Microsoft reveals how hackers stole its email signing key… kind of


A series of unfortunate and cascading mistakes allowed a China-backed hacking group to steal one of the keys to Microsoft’s email kingdom that granted near unfettered access to U.S. government inboxes. Microsoft explained in a long-awaited blog post this week how the hackers pulled off the heist. But while one mystery was solved, several important details remain unknown.

To recap, Microsoft disclosed in July that hackers it calls Storm-0558, which it believes are backed by China, “acquired” an email signing key that Microsoft uses to secure consumer email accounts like Outlook.com. The hackers used that digital skeleton key to break into both the personal and enterprise email accounts of government officials hosted by Microsoft. The hack is seen as a targeted espionage campaign aimed at snooping on the unclassified emails of U.S. government officials and diplomats, reportedly including U.S. Commerce Secretary Gina Raimondo and U.S. Ambassador to China Nicholas Burns.

How the hackers obtained that consumer email signing key was a mystery — even to Microsoft — until this week when the technology giant belatedly laid out the five separate issues that led to the eventual leak of the key.

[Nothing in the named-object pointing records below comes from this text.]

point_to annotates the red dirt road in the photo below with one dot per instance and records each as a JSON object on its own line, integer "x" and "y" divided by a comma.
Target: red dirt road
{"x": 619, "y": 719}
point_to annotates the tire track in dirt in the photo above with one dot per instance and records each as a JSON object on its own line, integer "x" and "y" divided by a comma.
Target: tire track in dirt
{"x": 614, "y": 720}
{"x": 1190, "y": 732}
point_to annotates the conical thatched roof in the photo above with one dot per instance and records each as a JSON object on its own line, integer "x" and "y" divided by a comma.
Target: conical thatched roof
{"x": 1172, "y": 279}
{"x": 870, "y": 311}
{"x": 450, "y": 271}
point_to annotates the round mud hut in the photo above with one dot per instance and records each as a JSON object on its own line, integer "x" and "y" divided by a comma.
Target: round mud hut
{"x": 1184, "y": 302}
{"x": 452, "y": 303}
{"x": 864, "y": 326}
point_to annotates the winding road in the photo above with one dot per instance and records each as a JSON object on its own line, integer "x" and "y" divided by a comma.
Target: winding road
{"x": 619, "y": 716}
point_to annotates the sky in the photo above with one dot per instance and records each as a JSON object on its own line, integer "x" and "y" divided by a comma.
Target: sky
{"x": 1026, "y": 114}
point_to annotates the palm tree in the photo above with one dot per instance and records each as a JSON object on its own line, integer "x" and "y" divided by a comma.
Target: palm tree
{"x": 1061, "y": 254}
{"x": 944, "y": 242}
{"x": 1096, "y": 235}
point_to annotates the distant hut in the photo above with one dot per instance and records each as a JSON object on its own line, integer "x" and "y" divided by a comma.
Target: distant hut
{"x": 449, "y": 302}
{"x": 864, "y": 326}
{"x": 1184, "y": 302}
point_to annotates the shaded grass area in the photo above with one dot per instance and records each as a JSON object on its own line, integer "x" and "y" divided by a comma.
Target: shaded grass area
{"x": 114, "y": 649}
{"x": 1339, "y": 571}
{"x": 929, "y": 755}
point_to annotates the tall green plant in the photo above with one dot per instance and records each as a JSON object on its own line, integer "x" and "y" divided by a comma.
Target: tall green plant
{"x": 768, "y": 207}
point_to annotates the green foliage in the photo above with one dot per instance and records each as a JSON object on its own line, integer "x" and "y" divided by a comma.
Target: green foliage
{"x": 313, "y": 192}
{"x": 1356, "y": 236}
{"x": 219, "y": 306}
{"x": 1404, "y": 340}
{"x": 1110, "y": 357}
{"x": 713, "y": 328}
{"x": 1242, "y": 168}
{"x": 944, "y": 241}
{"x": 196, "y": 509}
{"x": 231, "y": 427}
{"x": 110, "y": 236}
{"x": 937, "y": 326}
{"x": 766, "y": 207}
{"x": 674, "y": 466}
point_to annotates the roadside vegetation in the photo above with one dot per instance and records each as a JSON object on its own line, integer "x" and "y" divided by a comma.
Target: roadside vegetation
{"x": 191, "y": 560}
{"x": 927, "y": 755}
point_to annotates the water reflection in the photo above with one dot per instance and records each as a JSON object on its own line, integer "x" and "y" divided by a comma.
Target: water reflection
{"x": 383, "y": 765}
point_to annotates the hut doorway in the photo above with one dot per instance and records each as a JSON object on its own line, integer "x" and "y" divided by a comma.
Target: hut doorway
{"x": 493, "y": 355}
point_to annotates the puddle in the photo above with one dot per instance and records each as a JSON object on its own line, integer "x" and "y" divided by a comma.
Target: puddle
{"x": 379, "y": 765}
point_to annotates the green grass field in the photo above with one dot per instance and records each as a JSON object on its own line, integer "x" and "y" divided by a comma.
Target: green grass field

Microsoft said in its blog post that in April 2021, a system used as part of the consumer key signing process crashed. The crash produced a snapshot image of the system for later analysis. This consumer key signing system is kept in a “highly isolated and restricted” environment where internet access is blocked to defend against a range of cyberattacks. Unbeknownst to Microsoft, when the system crashed, the snapshot image inadvertently included a copy of the consumer signing key 1️⃣ but Microsoft’s systems failed to detect the key in the snapshot 2️⃣.

The snapshot image was “subsequently moved from the isolated production network into our debugging environment on the internet connected corporate network” to understand why the system crashed. Microsoft said this was consistent with its standard debugging process, but that the company’s credential scanning methods also did not detect the key’s presence in the snapshot image 3️⃣.